Learn to write catchy titles
If you don’t hook the reader with a catchy title, they can lose interest quickly. Write relatively short titles with powerful adjectives and try to include an odd number. A bold title can make the difference between a dud and a quality piece. The words should grab attention and encourage people to keep reading.
Examine writing styles
Read critically and examine the ways, in which authors convey their feelings and thoughts. If you are able to pay attention, any text can teach you something. Despite your preferences, read works in different genres. A fresh perspective is to be gained from this and the benefits are not to be underestimated.

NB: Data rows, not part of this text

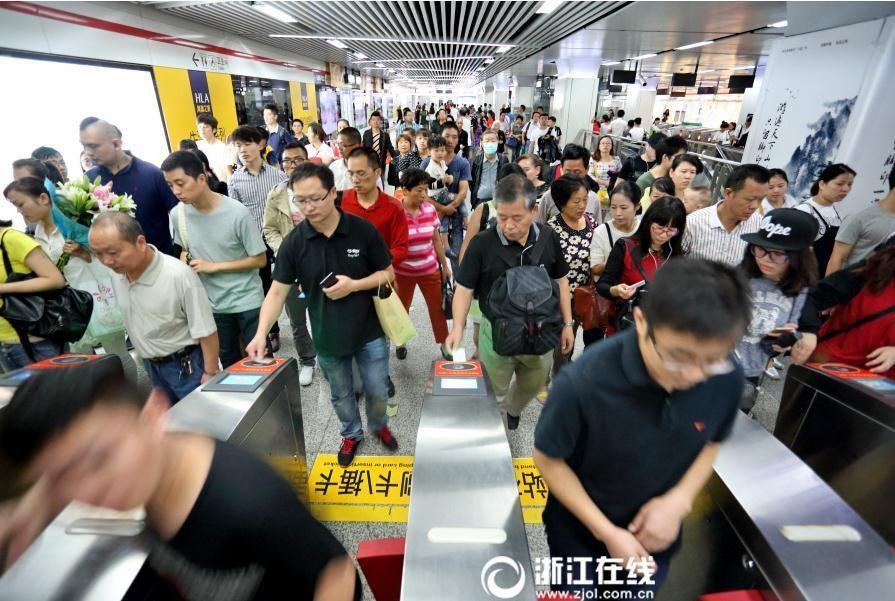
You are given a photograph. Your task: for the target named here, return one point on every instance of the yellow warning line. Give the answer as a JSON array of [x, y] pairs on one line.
[[377, 489]]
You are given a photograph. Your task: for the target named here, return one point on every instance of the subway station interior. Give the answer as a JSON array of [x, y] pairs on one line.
[[219, 382]]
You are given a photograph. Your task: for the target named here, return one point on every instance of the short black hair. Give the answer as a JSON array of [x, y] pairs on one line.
[[687, 158], [371, 155], [246, 134], [35, 414], [310, 169], [43, 153], [207, 119], [186, 160], [37, 168], [575, 152], [702, 298], [737, 178], [562, 188], [411, 178], [669, 147]]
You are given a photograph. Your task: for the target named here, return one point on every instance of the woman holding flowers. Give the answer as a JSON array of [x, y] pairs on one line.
[[74, 259]]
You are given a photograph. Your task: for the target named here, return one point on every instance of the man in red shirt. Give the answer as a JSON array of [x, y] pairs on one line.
[[383, 211]]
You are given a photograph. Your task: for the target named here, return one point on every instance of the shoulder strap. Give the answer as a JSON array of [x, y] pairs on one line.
[[863, 321], [181, 226]]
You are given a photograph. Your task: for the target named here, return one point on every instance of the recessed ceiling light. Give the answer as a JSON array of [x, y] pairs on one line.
[[696, 45], [274, 12], [548, 6]]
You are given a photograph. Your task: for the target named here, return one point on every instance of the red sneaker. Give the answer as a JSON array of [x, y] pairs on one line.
[[385, 435], [347, 451]]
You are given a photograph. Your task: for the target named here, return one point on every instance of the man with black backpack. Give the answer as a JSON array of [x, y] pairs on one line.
[[518, 273]]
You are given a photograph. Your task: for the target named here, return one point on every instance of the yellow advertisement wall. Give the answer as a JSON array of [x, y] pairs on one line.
[[184, 93], [310, 114]]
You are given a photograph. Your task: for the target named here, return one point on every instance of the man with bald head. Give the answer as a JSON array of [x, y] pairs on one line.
[[165, 307], [130, 175]]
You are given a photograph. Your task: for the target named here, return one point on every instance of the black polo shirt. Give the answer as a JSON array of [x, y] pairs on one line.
[[483, 263], [355, 249], [626, 438]]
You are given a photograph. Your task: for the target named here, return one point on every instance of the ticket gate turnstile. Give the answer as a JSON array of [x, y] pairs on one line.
[[92, 554]]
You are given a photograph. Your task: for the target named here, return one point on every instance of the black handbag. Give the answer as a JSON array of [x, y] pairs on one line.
[[57, 315]]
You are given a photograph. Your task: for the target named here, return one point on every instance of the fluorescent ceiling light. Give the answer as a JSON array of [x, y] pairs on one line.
[[548, 6], [273, 12], [696, 45]]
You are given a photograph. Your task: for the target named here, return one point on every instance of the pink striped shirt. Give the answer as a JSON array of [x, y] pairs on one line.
[[421, 258]]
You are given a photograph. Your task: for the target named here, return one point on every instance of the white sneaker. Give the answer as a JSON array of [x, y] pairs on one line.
[[306, 375]]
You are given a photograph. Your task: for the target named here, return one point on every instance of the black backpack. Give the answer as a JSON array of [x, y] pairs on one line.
[[524, 305]]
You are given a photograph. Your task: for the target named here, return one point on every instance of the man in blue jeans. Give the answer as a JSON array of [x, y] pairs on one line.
[[338, 260]]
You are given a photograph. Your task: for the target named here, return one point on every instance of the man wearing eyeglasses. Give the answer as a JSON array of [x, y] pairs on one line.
[[337, 259], [628, 435], [281, 215]]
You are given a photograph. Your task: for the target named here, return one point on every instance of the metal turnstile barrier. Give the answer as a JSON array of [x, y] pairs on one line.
[[91, 554], [465, 534]]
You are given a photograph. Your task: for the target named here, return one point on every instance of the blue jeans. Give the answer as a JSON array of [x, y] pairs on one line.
[[13, 356], [235, 330], [170, 377], [372, 360]]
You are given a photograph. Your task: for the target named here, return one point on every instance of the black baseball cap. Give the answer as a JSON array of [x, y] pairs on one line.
[[784, 229]]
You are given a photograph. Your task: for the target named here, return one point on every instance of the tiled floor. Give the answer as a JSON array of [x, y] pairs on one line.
[[410, 377]]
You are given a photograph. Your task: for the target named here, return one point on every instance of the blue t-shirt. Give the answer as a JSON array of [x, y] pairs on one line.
[[145, 182]]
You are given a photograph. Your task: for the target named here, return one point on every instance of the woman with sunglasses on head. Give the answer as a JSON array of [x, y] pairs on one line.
[[634, 261], [781, 268]]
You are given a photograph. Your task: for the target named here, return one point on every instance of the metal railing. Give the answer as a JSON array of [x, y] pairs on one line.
[[717, 169]]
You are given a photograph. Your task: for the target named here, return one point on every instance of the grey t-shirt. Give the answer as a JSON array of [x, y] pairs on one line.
[[770, 309], [864, 230], [228, 233]]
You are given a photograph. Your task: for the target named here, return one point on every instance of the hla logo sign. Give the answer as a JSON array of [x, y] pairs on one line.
[[494, 567]]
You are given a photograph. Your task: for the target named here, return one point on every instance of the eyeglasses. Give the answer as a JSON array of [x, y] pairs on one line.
[[304, 202], [718, 367], [661, 229], [776, 256]]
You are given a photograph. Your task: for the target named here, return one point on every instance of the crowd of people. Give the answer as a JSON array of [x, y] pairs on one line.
[[684, 307]]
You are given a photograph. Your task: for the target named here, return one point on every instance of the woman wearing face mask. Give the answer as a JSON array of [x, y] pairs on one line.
[[633, 261], [781, 268], [832, 186], [777, 197]]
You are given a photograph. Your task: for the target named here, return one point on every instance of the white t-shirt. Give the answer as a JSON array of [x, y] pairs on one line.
[[324, 152], [617, 127], [600, 247], [219, 157], [830, 215]]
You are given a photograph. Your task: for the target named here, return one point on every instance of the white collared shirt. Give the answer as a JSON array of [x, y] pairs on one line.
[[706, 238]]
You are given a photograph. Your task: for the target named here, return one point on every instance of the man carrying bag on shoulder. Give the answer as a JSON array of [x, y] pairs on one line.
[[518, 273]]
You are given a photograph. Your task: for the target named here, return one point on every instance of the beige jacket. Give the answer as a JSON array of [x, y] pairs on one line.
[[277, 217]]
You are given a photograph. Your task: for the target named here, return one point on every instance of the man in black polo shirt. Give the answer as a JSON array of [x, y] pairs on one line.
[[515, 202], [331, 246], [629, 432]]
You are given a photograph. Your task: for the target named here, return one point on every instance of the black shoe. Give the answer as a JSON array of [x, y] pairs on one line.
[[348, 450]]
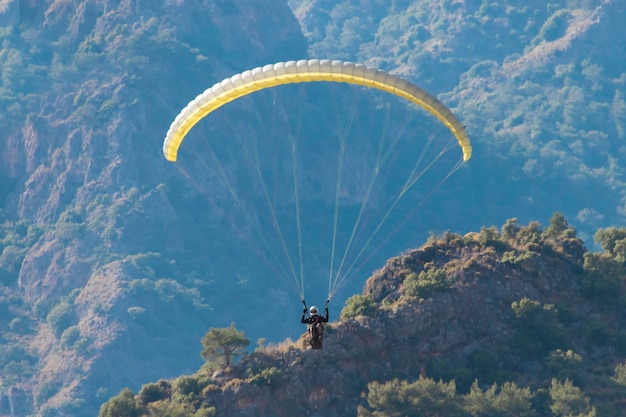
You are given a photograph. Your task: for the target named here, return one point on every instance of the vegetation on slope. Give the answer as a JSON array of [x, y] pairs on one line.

A beginner needs to be in love with the idea of writing. Lacking this motivation will make it challenging to create compelling content.
Know your audience
Knowing your audience is one of the best writing tips for beginners I can offer. If you have no clue, ask your client what kind of audience they expect or want to attract. Niche content targets experienced professionals. If you don’t have specialized knowledge in the subject, you’ll need to do extensive research. Otherwise, you risk the piece being perceived as incompetently written. The client might be unhappy with the outcome.
A fashion piece aimed at teenage girls will have one voice. An academic text to be published in a scientific journal – quite another.
Find your unique voice
While we need to consider our readers, each writer has their very own unique voice. Balancing the two is a big challenge as we gain experience. Striking the perfect balance is what being a professional writer is all about.